Eid visits as a rhetoric
Recently, historian and a popular public figure İlber Ortaylı gave the example of Germany: “(In that time) Asylum seekers could not travel to their countries and back as if they were having a picnic. Those who could go to their countries were losing their right to seek asylum.”
What they refer to was the popular rhetoric of anti-asylum seekers which points to Syrians going to their country and coming back during the Eid holidays. They argue if they can enter their country safely without an issue, then their asylum-seeking would be invalid. According to the data of the General Directorate of Migration Management under the Ministry of Interior, 3 million 684 thousand 412 Syrian refugees live in Turkey. In 2019, the number of Syrians who went to and from their country for Eid was around 38 thousand.
It seems that both Erdogan and Bahçeli have come to a point where they agree on what Kılıçdaroğlu has been saying for years. The CHP leader realized that and he said “We are feeding 3 million 800 thousand Syrians. He (Erdoğan) must have made a survey and saw that the people were against their policy,” at his party’s parliamentary group meeting on April 19.
“This shows that CHP is the party that is aware of the wishes of the people and does not practice racism,” he added.
The economic and international dimension
There is one more detail. Mehmet Özhaseki, Deputy Leader of the AKP -the former Mayor of Kayseri and Minister of Urban Planning- said, “If the refugees leave, the economy of most cities will collapse”.

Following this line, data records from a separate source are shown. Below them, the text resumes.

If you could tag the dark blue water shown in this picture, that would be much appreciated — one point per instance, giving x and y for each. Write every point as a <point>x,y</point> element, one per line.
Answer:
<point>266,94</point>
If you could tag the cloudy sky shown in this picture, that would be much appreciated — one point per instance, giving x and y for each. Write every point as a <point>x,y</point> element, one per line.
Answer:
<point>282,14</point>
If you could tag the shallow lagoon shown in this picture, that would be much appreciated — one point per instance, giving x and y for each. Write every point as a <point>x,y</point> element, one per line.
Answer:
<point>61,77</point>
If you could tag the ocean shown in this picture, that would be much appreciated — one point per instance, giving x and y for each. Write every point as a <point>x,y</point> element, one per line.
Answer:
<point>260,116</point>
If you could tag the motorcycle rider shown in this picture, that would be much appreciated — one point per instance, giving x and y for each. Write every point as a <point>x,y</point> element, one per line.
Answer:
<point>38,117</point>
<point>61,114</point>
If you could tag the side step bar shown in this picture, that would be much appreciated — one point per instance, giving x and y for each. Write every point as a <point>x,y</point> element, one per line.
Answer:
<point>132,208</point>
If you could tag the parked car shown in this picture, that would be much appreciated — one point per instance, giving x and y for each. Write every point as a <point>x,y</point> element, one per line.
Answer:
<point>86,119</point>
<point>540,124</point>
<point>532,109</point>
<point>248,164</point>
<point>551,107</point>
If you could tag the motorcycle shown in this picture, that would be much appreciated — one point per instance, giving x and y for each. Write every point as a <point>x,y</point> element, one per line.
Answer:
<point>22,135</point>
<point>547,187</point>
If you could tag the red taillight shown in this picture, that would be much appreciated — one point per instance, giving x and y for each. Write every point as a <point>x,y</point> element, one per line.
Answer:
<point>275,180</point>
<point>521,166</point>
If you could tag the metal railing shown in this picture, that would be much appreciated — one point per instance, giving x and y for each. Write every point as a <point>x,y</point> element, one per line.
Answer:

This meant that some employers, who avoided paying the minimum wage and paying taxes to Turkish citizens, wanted to employ refugees from Syrian, Afghan and African countries like slave workers, and the AKP turned a blind eye to this. Is it a coincidence that Baki Ersoy, who resigned from the MHP after being disciplined for complaining about financial difficulties, is also a Kayseri deputy? Unemployment and financial difficulties of the base seem to have spoiled the calculations on the side of the government.
Well, behind this change of rhetoric of the AKP-MHP, is it only the reactions from their grassroots to the policy of refugees? International developments also have a role in this. The Ukraine Crisis, which started with the invasion of Russia, changed the whole atmosphere of international relations. It caused the USA to give signs of convergence to Turkey, as its strategic interests required it. After the F-16, there are signs of change in the policy regarding the F-35. Russia, on the other hand, does not seem likely to give up on a country like Turkey within NATO.
These developments will sooner or later find their reflection in Syria. In this environment, Turkey’s launching a new operation against PKK camps in Iraq under the name of “Claw-Lock” is an example. Erdogan’s policy on Syrian asylum seekers may be coming to an end.
Nevertheless, in this change of policy of Erdoğan, the role of opposition leaders’ insistence, especially Kılıçdaroğlu’s, cannot be denied.